Clique abaixo para ouvir o comentário de Beth Veloso veiculado originalmente no Papo de Futuro, da Rádio Câmara, com Paulo Triollo:

O debate sobre a internet das coisas dominou a feira mais importante sobre tecnologia, que acontece sempre em março, em Barcelona, na Espanha. O Mobile World Congress é o delírio das gerações de nerds apaixonados por gadgets que falam, ouvem, cumprem ordens e abrem todo esse mundo novo da internet 5G, de quinta geração, que promete ser quatro vezes mais rápida que a atual, mas só deve chegar por volta de 2019.

O Mobile World Congress, de Barcelona, é o delírio das gerações de nerds apaixonados por gadgets que falam, ouvem, cumprem ordens e abrem todo esse mundo novo da internet 5G

Entre novos modelos de celulares, câmeras de fotografia com definição dez vezes maior do que as atuais e a febre pelos protótipos de carros não dirigíveis, o que impressiona mesmo é a briga das gigantes da internet por maiores fatias de mercado, como os planos do Facebook de colocar publicidade nos vídeos produzidos direto na rede, e dividir o lucro com o usuário, tudo isso para fazer da rede social uma grande plataforma de vídeo até 2020 e bater o YouTube.

O Brasil deve lançar até setembro o plano para a internet das coisas, ou seja, como o governo vai investir nas cidades do futuro com carros automáticos e milhões de equipamentos eletrônicos interconectados em nossas casas. Mas o que uma pesquisa feita pela revista The Economist junto com o Facebook¹ mostra é que o Brasil não vai bem no ranking mundial dos países mais conectados do mundo.

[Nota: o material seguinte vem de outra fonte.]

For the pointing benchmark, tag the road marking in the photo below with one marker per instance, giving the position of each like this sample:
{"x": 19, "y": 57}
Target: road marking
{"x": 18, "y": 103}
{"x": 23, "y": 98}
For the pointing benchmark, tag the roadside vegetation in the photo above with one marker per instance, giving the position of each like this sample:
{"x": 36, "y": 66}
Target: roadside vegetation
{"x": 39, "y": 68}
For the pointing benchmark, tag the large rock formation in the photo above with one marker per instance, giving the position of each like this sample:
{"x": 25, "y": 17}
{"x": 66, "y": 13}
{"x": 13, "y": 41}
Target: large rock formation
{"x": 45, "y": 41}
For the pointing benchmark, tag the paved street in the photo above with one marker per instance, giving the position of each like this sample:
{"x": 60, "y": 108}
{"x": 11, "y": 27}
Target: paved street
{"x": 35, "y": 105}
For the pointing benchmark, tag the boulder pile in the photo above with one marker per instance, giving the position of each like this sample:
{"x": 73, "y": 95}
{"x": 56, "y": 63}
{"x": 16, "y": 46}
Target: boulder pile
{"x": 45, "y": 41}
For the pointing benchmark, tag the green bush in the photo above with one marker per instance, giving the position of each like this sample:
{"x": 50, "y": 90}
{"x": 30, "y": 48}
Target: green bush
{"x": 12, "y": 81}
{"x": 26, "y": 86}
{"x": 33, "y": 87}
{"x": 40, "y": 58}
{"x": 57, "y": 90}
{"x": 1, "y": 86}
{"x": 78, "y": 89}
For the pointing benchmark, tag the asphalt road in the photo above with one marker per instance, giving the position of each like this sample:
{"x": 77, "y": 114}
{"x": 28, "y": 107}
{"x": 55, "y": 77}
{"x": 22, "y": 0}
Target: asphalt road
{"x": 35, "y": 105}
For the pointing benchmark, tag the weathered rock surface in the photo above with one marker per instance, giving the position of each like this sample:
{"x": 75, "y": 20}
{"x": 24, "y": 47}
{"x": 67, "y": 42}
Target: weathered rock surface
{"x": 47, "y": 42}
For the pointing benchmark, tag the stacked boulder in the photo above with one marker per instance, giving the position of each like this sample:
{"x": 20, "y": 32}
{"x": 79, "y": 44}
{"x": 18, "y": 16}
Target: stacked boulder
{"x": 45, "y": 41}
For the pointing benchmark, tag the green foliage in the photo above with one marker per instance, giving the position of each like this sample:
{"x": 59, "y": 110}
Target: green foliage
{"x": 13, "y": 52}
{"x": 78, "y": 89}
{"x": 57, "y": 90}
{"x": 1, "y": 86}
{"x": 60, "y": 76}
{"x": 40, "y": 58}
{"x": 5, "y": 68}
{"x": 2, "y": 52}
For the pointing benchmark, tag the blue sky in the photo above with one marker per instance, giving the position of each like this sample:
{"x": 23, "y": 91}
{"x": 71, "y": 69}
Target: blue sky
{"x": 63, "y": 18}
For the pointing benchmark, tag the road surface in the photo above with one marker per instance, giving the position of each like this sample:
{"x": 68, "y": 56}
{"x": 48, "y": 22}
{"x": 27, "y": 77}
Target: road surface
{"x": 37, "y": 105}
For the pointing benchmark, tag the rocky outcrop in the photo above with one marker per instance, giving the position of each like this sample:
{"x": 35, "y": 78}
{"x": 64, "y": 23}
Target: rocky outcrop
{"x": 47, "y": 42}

Encabeçada por Singapura, a lista avalia aspectos como disponibilidade de infraestrutura, usabilidade da internet conforme renda da população; a relevância do conteúdo nacional e o uso do idioma local na rede e a política de telecomunicações e o uso efetivo da rede pelo cidadão. E a posição brasileira é a de número 18 entre os 75 países com melhor desempenho no ranking geral, caindo para a posição de 31 quando se trata de confiabilidade e segurança da rede.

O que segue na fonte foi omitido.